Все, что она делала, стараясь сохранить при этом некоторый лоск и изысканность, было гораздо пристойнее, чем подвиги некоторых дам, оказавшихся в ее положении. По крайней мере она никогда не жаловалась на стесненные обстоятельства, и если ее жизнь была беспорядочной и насчитывала три тяжелых эпизода, это была жизнь глубоко человечная. Она храбро встречала превратности судьбы, никогда не теряла способности извлекать из жизни удовольствия и все больше сочувствовала бедам ближних. Но она смертельно устала. Когда началась война, она вспомнила, что прежде была неплохой сестрой милосердия, приняла свое настоящее имя и решила переменить профессию. Для женщины, которая привыкла нравиться мужчинам и хотела, чтобы мужчины нравились ей, обстановка военного времени не лишена была некоторой привлекательности; после двух лет войны она с удовольствием замечала, что ее томми поворачивают головы и следят за ней взглядом, когда она проходит мимо их коек. Но жестокая школа жизни научила ее в совершенстве владеть собой. И хотя всякие кисляи и пуритане не были равнодушны к ее чарам, они знали, что ей сорок три. А вообще солдаты любили ее, и в ее палатах редко случались неприятности. Война научила ее идти простыми путями; она была патриоткой без мудрствований, как все люди ее круга.

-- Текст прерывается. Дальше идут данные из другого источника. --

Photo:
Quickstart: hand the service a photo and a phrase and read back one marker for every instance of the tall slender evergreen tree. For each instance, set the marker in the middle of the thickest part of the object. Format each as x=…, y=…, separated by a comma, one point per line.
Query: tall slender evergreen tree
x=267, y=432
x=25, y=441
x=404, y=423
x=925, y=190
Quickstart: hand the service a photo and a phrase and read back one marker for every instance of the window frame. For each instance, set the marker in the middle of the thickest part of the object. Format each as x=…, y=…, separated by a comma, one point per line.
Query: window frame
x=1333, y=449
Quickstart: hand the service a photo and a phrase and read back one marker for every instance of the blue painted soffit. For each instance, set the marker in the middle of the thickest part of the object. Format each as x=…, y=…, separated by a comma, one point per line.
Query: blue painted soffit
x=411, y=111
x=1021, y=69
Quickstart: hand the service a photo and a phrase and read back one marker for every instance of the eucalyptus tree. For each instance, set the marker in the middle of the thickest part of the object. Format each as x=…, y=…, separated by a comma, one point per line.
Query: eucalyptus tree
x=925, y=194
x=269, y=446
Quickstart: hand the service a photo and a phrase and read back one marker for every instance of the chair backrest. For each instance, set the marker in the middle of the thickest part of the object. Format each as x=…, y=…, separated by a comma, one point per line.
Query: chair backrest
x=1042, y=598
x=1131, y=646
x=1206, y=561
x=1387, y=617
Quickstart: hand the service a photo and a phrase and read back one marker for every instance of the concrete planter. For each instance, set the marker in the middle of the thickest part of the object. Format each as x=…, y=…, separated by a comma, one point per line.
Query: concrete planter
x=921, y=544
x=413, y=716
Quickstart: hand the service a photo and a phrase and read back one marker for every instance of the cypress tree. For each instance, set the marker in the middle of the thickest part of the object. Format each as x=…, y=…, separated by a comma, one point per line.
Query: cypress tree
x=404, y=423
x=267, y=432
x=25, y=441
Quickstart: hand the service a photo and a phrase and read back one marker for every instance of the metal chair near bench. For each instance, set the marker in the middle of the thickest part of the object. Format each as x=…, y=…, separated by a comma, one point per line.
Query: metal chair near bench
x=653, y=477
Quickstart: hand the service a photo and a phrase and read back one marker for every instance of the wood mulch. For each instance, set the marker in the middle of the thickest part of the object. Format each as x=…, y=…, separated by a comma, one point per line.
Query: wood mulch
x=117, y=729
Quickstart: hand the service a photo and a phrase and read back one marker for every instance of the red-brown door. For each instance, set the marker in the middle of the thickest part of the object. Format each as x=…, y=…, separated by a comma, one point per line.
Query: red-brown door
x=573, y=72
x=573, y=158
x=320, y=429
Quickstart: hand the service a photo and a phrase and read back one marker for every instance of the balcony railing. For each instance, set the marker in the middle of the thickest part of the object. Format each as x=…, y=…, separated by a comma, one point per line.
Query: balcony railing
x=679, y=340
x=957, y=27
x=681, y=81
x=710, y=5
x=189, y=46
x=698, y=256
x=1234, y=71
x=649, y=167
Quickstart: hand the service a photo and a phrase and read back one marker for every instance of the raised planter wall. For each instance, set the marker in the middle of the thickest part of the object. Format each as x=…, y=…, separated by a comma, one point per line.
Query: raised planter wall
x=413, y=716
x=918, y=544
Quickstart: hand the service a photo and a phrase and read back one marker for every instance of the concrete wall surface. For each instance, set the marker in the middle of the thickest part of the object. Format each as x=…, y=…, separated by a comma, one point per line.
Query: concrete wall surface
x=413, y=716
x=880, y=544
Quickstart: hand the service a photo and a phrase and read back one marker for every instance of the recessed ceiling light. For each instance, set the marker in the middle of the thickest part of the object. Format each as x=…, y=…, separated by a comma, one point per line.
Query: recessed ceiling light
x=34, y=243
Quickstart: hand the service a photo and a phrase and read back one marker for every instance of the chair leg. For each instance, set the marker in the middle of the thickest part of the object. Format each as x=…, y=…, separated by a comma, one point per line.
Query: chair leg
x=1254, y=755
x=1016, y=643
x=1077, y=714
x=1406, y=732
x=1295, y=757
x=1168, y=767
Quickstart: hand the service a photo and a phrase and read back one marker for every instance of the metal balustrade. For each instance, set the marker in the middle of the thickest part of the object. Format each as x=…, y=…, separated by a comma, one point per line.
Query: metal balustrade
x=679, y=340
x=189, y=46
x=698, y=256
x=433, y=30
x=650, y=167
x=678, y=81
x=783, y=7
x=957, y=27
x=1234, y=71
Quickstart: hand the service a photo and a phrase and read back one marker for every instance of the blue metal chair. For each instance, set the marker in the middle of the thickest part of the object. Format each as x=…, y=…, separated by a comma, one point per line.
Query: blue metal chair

Отец ее был моряк, а мужья: один чиновник, другой — военный; жизнь для нее не осложнялась никакими отвлеченными размышлениями. Родина — прежде всего. И хотя в течение этих двух лет через ее руки прошло великое множество молодых изувеченных тел, она считала это повседневной работой, щедро даря свои симпатии и не очень предаваясь сожалениям и мыслям об утратах. Да, она и в самом деле работала не покладая рук, «внося свою лепту»; но с некоторого времени она почувствовала, что в ней снова просыпается прежняя смутная тяга к «жизни», к удовольствиям, к чему-то большему, чем платоническое восхищение, которое испытывали к ней ее томми. Эти старые письма — уже одно то, что она стала их просматривать, было верным признаком той смутной тяги — до предела обострили ощущение, что жизнь проходит мимо нее, хотя она, Лила Линч, все еще не лишена привлекательности. Она долго не была в Англии, а вернувшись сюда, она так много времени отдавала работе, что не связала даже тех немногих нитей, которые соединяли ее с прошлым. Два письма из этой маленькой пачки, сохранившейся от прошлого — а ведь прошли годы и годы! — пробудили в ней какое-то сентиментальное томление.